The participants of the camps prior to the other major international competitions were as follows: 11 (28%) for 10th FINA world championships (Fukuoka 2001), 18 (45%) for 2002 Pan Pacific Swimming Championships (Victoria 2002), 17 (65%) for 11th FINA world championships (Barcelona 2003), 14 (70%) for Athens Olympic Games. Furthermore, all the swimmers for 12th FINA world championships (Montreal 2005) participated in the proceeding high-altitude training camp by team order. The results as a team have improved with the spread of the high-altitude training. In Sydney Olympic Games, only one medalist (out of three) adopted a high-altitude training program. In Athens Olympic Games, however, five out of six medalists took on high-altitude training regimens. Coaching staffs understand how they can use hypoxia environment more effectively than before, thus more effective and safer training programs could be built. The purposes of the high-altitude training for swimmers The distances covered in swimming races range from 50 to 1,500m and the races last from approximately 20 seconds to 15 minutes.
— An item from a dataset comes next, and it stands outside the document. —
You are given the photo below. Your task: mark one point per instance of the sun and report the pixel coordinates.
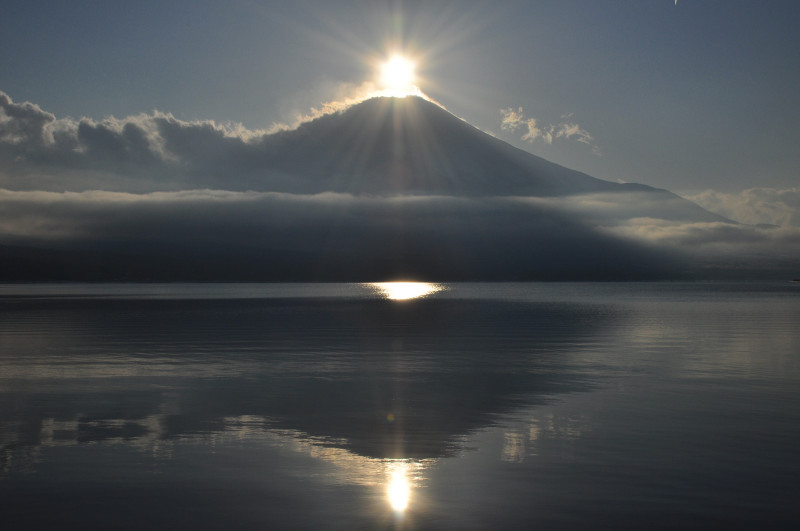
(397, 76)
The ratios of energy supply systems used in swimming races (aerobic/anaerobic) were reported to be 2/8, 4/6 and 6/4 in 50m, 100m and 200m, respectively. As the distance increases, the importance of aerobic metabolism also increases. In the races over 400m, aerobic metabolism becomes the major energy supply system up to the ratio of 9/1. It is obvious from these facts that different physiological demands should be satisfied depending on which race a swimmer competes in. The main effect of the high-altitude training is believed to be the improvement of the aerobic capacity by the increase in red blood cells. Therefore, middle and long distance swimmers have adopted high-altitude training regimens since 1980’s. However, when we examined the effect of different training intensities during high-altitude training lasting 3 weeks, we found that not only aerobic capacity but also anaerobic capacity improved. In the project, six national-level competitors trained at about 2,200m above sea level. Anaerobic capacity improved depending on the given training intensities, i.e., with the increase in the ratio of high intensity training. Recently increased scientific evidences have shown that adaptations in anaerobic capacity would be enhanced by training under hypoxic environments. These results have encouraged sprinters to participate in high-altitude training camps in order to improve their anaerobic capacities. High-altitude training immediately before Athens Olympic Games. High-altitude training can be used for various purposes and each coach is responsible for selecting the right program for his/her athlete.
Overtraining is a major concern among coaches and athletes during camps. Staying and training at high altitude can easily cause overtraining syndrome to swimmers. Unfortunately, it is not so easy to detect whether swimmers are just in fatigued state caused by proper training or overtrained. Sometimes, it is too late when you realize it. Considering this, we adopted the small group policy in the camp immediately before Athens Olympic Games. As reported above, 14 swimmers from sprint to long distance swimmers underwent this preparatory camp. Training menus of different groups were customized based on the reported energy ratios of swimming. Training periods were also varied to match the purposes of each group. As a result, the training periods of the sprint, middle distance, and long distance swimmer groups were approximately 2, 3 and 4 weeks, respectively. Japan national swim team has adopted high-altitude training since 1980’s. We are still challenging by trial and error today. However, our endeavor to this field has made some changes to coaches’ understanding of hypoxic environment. High-altitude training is not a rare method anymore. How to create the optimal program for each athlete by combining high-altitude training with sea-level training would be the key. There would be no difference between high-altitude and sea-level training except for altitude. Training period, type, intensity, duration, etc., have to be customized to meet individual purposes and conditions. However, coaching staffs including medial staffs have to pay special attention to both physical and mental conditions of athletes in high-altitude training.